Народная душа человека окутывается оболочкой от наблюдателя больше, чем таковая образующих государство животных. Вместо принудительных инстинктов выступает сознательное и свободное подчинение благополучию народа. Из этого следует, что принадлежность друг к другу у людей одного народа достаточно слаба. Остаются широкие аспекты жизни индивидуума, посвященные его личному благополучию или благу самых близких членов семьи, которые у подсознательных животных, образующих государства, не встречаются. Реальность народной души окутывается туманом еще больше тем, что человек, как сознательное существо, не знает свое собственное сопережевание, и не может это передать окружению. Ко всему прочему выесняется, что принадлежность к народу некоторыми совсем мало осознается или остается настолько малой, что самостоятельность отдельного человека и имеющаяся у него возможность отграничиваться от народа может даже привести к тому, что он сознательно отгородиться от своего народа. Но не что иное, как полная неузнаваемость народной души порождается в некоторых наблюдателях. В лучшем случае она может быть воспринята только теми, кто не отграничивает себя от народа.

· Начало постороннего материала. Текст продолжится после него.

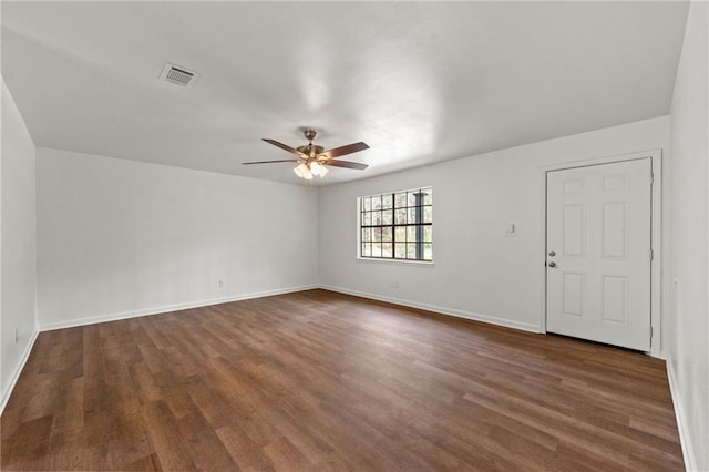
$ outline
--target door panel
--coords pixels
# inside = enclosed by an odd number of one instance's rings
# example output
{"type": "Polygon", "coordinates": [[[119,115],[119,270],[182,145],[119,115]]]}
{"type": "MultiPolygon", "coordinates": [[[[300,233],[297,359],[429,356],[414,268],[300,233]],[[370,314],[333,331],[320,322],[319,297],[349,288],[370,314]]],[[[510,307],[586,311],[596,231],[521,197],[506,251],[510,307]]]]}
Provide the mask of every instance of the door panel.
{"type": "Polygon", "coordinates": [[[649,158],[547,173],[547,331],[649,350],[650,198],[649,158]]]}

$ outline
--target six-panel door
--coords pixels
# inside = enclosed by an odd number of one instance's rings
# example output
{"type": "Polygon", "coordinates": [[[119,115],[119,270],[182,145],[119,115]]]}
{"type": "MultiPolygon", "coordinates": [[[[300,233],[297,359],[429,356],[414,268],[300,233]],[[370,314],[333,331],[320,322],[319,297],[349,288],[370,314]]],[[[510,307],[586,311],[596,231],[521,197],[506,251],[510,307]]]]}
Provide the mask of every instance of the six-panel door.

Народная душа человека окутывается оболочкой от наблюдателя больше, чем таковая образующих государство животных. Вместо принудительных инстинктов выступает сознательное и свободное подчинение благополучию народа. Из этого следует, что принадлежность друг к другу у людей одного народа достаточно слаба. Остаются широкие аспекты жизни индивидуума, посвященные его личному благополучию или благу самых близких членов семьи, которые у подсознательных животных, образующих государства, не встречаются. Реальность народной души окутывается туманом еще больше тем, что человек, как сознательное существо, не знает свое собственное сопережевание, и не может это передать окружению. Ко всему прочему выесняется, что принадлежность к народу некоторыми совсем мало осознается или остается настолько малой, что самостоятельность отдельного человека и имеющаяся у него возможность отграничиваться от народа может даже привести к тому, что он сознательно отгородиться от своего народа. Но не что иное, как полная неузнаваемость народной души порождается в некоторых наблюдателях. В лучшем случае она может быть воспринята только теми, кто не отграничивает себя от народа.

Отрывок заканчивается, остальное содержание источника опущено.